Federal antidiscrimination law protects against discrimination on the basis of sex in employment, education, health care, and other areas. While New York City employment discrimination law specifically mentions gender identity and gender expression, federal law only mentions sex. The U.S. Supreme Court recently ruled in Bostock v. Clayton County, Georgia that discrimination “on the basis of sex” includes sexual orientation, gender identity, and gender expression. The ruling is already having a significant impact. Shortly after the court issued its ruling, the U.S. Department of Health and Human Services (HHS) issued a final rule that removes protections for transgender patients under the Patient Protection and Affordable Care Act (ACA). A lawsuit against HHS argues that the rule violates Bostock. A federal court in New York stayed enforcement of the rule and granted a preliminary injunction.

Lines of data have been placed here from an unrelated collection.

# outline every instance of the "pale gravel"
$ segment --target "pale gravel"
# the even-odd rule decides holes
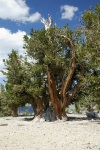
[[[24,118],[0,118],[0,150],[100,150],[100,120],[34,122]]]

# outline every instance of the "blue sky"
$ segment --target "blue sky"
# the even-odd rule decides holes
[[[69,24],[74,29],[79,24],[84,10],[100,0],[0,0],[0,70],[4,68],[3,59],[12,49],[23,54],[23,36],[29,35],[30,29],[42,29],[41,17],[48,14],[58,27]],[[3,83],[0,73],[0,83]]]

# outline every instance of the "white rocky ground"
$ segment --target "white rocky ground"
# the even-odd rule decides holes
[[[68,115],[73,117],[72,115]],[[0,118],[0,150],[100,150],[100,120],[35,122]]]

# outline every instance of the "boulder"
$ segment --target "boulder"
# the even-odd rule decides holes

Advocates for the rights of LGBTQ people in the workplace have long argued that discrimination against a person because of their gender identity is discrimination on the basis of sex under Title VII of the Civil Rights Act of 1964. In June 2020, the U.S. Supreme Court affirmed this view in Bostock.
Other federal statutes also prohibit sex discrimination. Title IX of the Education Amendments of 1972 bars discrimination “on the basis of sex…under any education program or activity receiving Federal financial assistance.” 20 U.S.C. § 1681(a). The ACA prohibits discrimination in “any health program or activity, any part of which is receiving Federal financial assistance” on the basis of various grounds, including sex. 42 U.S.C. § 18116(a).